Tubulin inhibitors that target the colchicine binding site continue to emerge as promising anticancer agents. In this study, based on the anti-proliferative activities, a novel tubulin inhibitor 7a3 targeting the colchicine binding site was designed, synthesized, and optimized from a series of novel cis-restricted pyrazole analogues of combretastatin A-4. The structure-activity relationships (SARs) of these newly synthesized compounds are summarized indicating that the methyl substituent at the N1 position and deamination were significantly important for the anti-proliferative efficacy. The optimized compound 7a3 exhibited the ability to arrest the cell cycle in the G2/M phase, induce cell apoptosis, and inhibit cell migration in tumour cells. The results of the immunofluorescence analysis using confocal microscopy and the tubulin polymerization assay revealed that tubulin assembly was disrupted by 7a3 in vitro. Furthermore, the targeting identification of 7a3 was illuminated by solving the crystal structure of 7a3 in complex with tubulin at a resolution of 3.2 Å (PDB code 5Z4U), which confirmed the result of molecular docking and further demonstrated that 7a3 binds to the site of colchicine. Moreover, the pharmacokinetic analysis in mouse plasma showed that 7a3 rapidly reached a peak concentration at 0.25 h after intraperitoneal administration, and the T_1/2, C_max, and AUC_0-inf were 1.67 ± 0.28 h, 882 ± 71 ng mL^-1, and 1166 ± 129 h ng·mL^-1, respectively, after a single-dose administration analysed by liquid chromatography-tandem mass spectrometry (LC/MS/MS). In addition, the in vivo study indicated that 7a3 significantly inhibited the tumour growth of the SK-OV-3 xenograft in a nude mouse model. In conclusion, our study proved 7a3 to be a potential microtubule-targeting drug for cancer therapy. The SARs and mechanism of action studies of 7a3 based on the X-ray co-crystal structure provided insights into the next-generation tubulin inhibitors for cancer therapy.

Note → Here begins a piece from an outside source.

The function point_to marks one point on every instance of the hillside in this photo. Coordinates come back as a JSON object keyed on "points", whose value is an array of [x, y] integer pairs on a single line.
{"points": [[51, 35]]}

靶向秋水仙碱结合位点的微管蛋白抑制剂继续作为有希望的抗癌药出现。在这项研究中，基于抗增殖活性，从康布雷他汀A-4的一系列新型顺式限制性吡唑类似物设计，合成和优化了针对秋水仙碱结合位点的新型微管蛋白抑制剂7a3。总结了这些新合成化合物的结构活性关系（SAR），表明N1位置的甲基取代基和脱氨基作用对于抗增殖功效非常重要。优化的化合物7a3具有在G2 / M期阻止细胞周期，诱导细胞凋亡和抑制肿瘤细胞中细胞迁移的能力。使用共聚焦显微镜和微管蛋白聚合测定的免疫荧光分析结果表明，体外7a3破坏了微管蛋白装配。此外，靶向识别7A3通过求解的晶体结构照亮7A3在3.2埃的分辨率（PDB代码5Z4U），这证实分子对接的结果，并进一步表明，与微管蛋白在复杂7A3结合于秋水仙碱的部位。此外，小鼠血浆中的药代动力学分析表明7a3腹腔内给药后，在0.25小时迅速达到峰值浓度，和T _1/2，C_最大值，AUC和_0-INF是1.67±0.28小时，882±71纳克毫升^-1和1166±129伍·毫升^-通过液相色谱-串联质谱法（LC / MS / MS）分析单次给药后分别如图¹所示。另外，体内研究表明7a3在裸鼠模型中显着抑制了SK-OV-3异种移植物的肿瘤生长。总之，我们的研究证明7a3是潜在的靶向微管的癌症治疗药物。7a3的SAR和作用机理研究 基于X射线共晶体的结构为了解下一代用于癌症治疗的微管蛋白抑制剂提供了见识。